One night Rex came in the house at about dark with a look on his face of a man who had spent his whole life savings at the slot machine in Vegas, yet ready to take a loan out so he could play more. "Guess how close I came to gettin' it today? ", he asked. His Mother and I sat, staring at the T.V.  Neither of us wanted to encourage this sort of activity, and tried our best to ignore him as he told his story anyway with all the enthusiasm of a seven year old. "Rex! I don't want to hear this!", his mother interrupted with a yell.

What is the moral to this story? When your rodeo cowboy is on the Injured List - keep him busy! Very, very busy!

Tuesday, January 3, 2012

12 Days of Cowboy Christmas

Here is a great Re-Ride story - via a Rodeo Cowboy Journal. It's just the first 12 days of "Cowboy Christmas" for my husband, PRCA Bull Rider Rex Phillips. He was making a living for himself and our family; back in 1998. (We didn't have cell phones then.) As you read, you'll see that rodeo was a lot of traveling, a little sleeping, and even less eating! I don't think a lot has changed since then!
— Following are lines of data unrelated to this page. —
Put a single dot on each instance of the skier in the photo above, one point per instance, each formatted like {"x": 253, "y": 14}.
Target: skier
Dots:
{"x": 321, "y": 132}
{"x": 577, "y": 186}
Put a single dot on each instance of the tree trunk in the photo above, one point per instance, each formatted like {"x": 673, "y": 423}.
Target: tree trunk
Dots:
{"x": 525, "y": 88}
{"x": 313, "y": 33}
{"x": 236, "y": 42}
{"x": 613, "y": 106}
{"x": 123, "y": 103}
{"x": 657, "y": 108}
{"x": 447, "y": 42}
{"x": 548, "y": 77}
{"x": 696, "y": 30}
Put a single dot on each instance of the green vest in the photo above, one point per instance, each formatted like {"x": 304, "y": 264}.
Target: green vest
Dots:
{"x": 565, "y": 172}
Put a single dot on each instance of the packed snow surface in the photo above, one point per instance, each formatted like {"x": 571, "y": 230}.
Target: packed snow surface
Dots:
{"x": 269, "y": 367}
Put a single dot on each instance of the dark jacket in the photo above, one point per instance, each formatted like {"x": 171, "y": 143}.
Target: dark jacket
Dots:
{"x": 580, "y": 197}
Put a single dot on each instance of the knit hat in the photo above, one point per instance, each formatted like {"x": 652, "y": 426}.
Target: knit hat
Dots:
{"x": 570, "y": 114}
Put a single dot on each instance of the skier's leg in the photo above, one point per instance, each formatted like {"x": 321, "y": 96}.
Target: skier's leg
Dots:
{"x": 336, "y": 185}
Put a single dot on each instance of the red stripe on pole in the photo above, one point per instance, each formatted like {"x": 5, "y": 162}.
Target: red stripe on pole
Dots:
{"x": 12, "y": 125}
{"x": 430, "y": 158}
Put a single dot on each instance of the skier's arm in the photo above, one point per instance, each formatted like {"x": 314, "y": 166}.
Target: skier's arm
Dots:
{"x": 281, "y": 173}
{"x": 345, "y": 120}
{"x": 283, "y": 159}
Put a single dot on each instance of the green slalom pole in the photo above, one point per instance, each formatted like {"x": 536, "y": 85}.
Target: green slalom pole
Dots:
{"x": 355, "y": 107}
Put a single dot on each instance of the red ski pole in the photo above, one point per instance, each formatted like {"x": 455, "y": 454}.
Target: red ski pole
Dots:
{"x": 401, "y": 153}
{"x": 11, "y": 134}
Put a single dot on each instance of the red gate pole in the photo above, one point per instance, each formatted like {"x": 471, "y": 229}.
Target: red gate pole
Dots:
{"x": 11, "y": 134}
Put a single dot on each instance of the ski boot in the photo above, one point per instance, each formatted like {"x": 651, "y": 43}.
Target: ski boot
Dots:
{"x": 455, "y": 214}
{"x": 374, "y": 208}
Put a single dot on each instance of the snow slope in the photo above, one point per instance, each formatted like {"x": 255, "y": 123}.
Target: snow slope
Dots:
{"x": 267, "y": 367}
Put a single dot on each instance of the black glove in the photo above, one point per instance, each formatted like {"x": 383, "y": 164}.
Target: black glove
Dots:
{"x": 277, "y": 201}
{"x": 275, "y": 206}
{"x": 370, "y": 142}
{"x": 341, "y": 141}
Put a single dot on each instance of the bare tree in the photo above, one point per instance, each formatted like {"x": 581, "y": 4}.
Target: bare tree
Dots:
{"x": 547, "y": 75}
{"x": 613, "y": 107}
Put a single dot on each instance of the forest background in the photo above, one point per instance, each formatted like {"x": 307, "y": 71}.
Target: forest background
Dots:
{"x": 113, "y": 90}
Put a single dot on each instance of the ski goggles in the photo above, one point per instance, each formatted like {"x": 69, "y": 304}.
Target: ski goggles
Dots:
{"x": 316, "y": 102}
JULY 1: Flew from Reno, NV to San Antonio, TX. Drove a rental car four hours into Belton, TX. Hot and humid. Got on a jerk-u-down, rotten, son-of-a-gun! No money. Did I say hot and humid? Drove halfway back to San Antone to a rest area where I called the wife on a pay phone while weird-looking people wandered grounds. Tried to sleep in economy-sized rental. Had to keep waking up to turn on air conditioner. Almost out of gas, or I would've left it running!
JULY 2: Flew into Salt Lake City, UT. Met up with traveling partner Marty Staneart and drove an hour into Oakley, UT. Haven't eaten since yesterday, so grabbed something before the rodeo. 88 points on a good bull. Winning when I left. It'll be the one to pay our bills.
JULY 3: Got to stay in a bed last night! Wife met me in Salt Lake, and we drove to West Jordan, UT. Looks like finger is broke on riding  hand. All swollen. Bull no good, so turned him out. Stayed and watched anyway. Paid my fees. Ate two meals today! Stomach feels like it'll pop!
JULY 4: Said goodbye to wife, took flight from Salt Lake into Phoenix, AZ. Chartered plane to fly four of us into Prescott, AZ. 115 degrees today. Too hot for plane to carry all four of us. Figured out who had worst bull at Prescott. It was poor Marty. He stayed grounded - and was the one that chartered the flight to begin with! The rest of us went on, with only our essentials - which meant I had to make my bag as light as possible. Left my riding vest behind. Marty met us in Window Rock, AZ later that day in rental with all our stuff. Covered my bulls, but no money in Prescott or Window Rock. Saw an old friend though - he was working at the race track in Prescott, saw my name in the program and came back behind the chutes to see me.
JULY 5: Flew from Phoenix to Salt Lake, then on to Portland, OR. Some guys picked me up and we drove on into St. Paul, OR. Fell off! Donated fees. Finger swollen to twice normal size. Can't ride with left hand, so stayed off at Mollalla, OR later that night. Back to Portland.
JULY 6: Flew into Salt Lake. My Mom came to pick me up. Found out today I won Oakley, UT. Paid for my week, plus. Got two days at home in Elko, NV.
JULY 7: Home cooked meal, appointment with Jesse, physical therapist.
JULY 8: More physical therapy.
JULY 9: Drove from Elko, NV to Nephi, UT with Marty. Splitting first when I left.
JULY 10: Vernal, UT. Hand giving me hell. Better wait for Nampa, ID Got a good one there!
JULY 11: Had to travel with the guys to Wyoming. Don't have my own car, or I'd be home!
JULY 12: Driving back to Elko. Ended up splitting second at Nephi, UT. Good pay out. We'll pay our bills this month!